We do not reach at this time the first point because the board of review erred in concluding there lacked good cause for the two-day delay in filing the administrative appeal.
"State statutes providing for the payment of unemployment compensation benefits create in the claimants for those benefits property interests protected by due process." Wilkinson v. Abrams, 627 F.2d 650, 664 (3d Cir. 1980). As our Supreme Court explained
Here plaintiff contributed to the unemploy-ment insurance system from his own wages. Moreover, the Department is not simply seek-ing to cease future payments but to recoup past payments, which in all likelihood have already been spent by the recipient. The significant property interest in those bene-fits is unquestionable and thus protected by the Fifth Amendment.
[Rivera v. Bd. of Review, 127 N.J. 578, 584 (1992).]
In responding to this appeal, the Department has argued that the right to benefits "is purely statutory" and its procedural aspects "governed entirely and exclusively" by statute, which contains an "absolute deadline," quoting Lowden v.

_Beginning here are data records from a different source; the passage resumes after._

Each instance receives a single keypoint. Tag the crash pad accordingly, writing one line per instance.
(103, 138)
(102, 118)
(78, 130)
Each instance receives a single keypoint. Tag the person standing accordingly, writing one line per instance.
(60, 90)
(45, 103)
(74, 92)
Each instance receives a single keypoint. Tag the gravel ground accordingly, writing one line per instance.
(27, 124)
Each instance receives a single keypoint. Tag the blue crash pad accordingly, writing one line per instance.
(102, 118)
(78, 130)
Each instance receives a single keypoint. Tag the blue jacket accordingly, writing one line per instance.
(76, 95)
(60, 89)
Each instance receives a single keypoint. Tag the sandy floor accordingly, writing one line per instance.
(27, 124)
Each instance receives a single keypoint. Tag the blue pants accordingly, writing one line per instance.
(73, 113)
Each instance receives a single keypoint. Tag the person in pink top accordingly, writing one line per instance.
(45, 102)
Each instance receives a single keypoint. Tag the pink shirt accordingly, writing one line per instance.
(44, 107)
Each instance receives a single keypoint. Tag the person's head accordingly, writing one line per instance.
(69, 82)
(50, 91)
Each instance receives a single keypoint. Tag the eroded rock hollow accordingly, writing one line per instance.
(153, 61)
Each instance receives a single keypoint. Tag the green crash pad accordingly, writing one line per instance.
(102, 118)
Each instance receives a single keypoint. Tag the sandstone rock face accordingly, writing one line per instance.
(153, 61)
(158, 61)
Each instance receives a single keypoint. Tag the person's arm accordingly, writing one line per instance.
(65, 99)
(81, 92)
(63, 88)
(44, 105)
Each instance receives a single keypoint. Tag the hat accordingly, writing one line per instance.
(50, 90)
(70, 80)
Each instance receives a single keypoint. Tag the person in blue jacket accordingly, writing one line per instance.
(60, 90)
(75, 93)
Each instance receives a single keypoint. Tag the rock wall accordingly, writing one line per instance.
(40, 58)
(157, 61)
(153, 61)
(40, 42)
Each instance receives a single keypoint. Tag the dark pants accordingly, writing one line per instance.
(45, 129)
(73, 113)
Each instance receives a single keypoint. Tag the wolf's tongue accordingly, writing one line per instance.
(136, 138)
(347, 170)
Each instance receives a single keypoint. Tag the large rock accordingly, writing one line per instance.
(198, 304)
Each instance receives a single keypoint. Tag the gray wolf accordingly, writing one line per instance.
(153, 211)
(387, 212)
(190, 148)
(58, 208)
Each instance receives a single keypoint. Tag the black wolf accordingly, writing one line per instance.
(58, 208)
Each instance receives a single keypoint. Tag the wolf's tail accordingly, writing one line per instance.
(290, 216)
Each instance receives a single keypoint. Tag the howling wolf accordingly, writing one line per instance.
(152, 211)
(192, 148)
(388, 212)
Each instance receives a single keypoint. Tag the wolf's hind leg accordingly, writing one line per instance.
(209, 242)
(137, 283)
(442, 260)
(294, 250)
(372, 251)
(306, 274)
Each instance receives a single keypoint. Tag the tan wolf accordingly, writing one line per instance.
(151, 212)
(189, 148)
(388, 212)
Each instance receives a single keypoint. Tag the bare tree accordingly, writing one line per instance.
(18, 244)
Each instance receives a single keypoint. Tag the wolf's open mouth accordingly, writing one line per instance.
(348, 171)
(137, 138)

Board of Review, 78 N.J. Super. 467, 469-70 (App. Div. 1963). The Department's reliance on Lowden, however, is misplaced. Since Lowden was decided, "our understanding of property rights and the nature of due process has evolved significantly." Rivera, supra, 127 N.J. at 585.
In light of evolving standards of due process, the Rivera Court concluded that "little explains the inflexible application of the ten-day limit on appeals," particularly in light of the four years the Department has within which to recoup payments wrongly made. Id. at 589-90. Consequently, the Court determined that, among other things, the "absolute deadline" referred to in our Lowden opinion should be viewed as containing a "good cause" exception. Id. at 590.
The current applicable regulation defines good cause as permitting the consideration of a late appeal on its merits if the delay "was due to circumstances" beyond appellant's control or caused by "circumstances which could not have been reasonably foreseen or prevented." N.J.A.C. 12:20-3.1(i). The regulation does not expressly include a claimant's confusion as good cause for excusing a late filing, but the appeal tribunal and board of review here recognized claimant confusion as a legitimate ground and found only that the burden of clearing away the confusion rested on appellant, who failed to sustain it. We think this interpretation falls short of what due process requires. Appellant presented a colorable good cause argument by asserting she felt no imperative need to file an appeal from the notice of disqualification in light of the notice of her eligibility for emergency unemployment compensation mailed to her the same day. Additionally cause was presented by the fact that she had never applied for benefits when she departed Dean's and yet the notice in question disqualified her from benefits as a result of that event.
In addition, there can be no prejudice to those charged with administering these benefits by permitting this late appeal. Notwithstanding the timeliness of the appeal, the agency was still required to conduct a hearing. See also Rivera, supra, 127 N.J. at 590 (noting that because "claimants who file late appeals receive hearings but are then not allowed to raise substantive issues[,] [n]o fewer administrative resources would have been expended" had the appeal been permitted on its merits).
For these reasons, we conclude that appellant presented good cause for her brief delay in filing the administrative appeal, and we reverse and remand for a full and fair consideration of her appeals of both the disqualification notice and the request for reimbursement on their merits.
Reversed and remanded. We do not retain jurisdiction.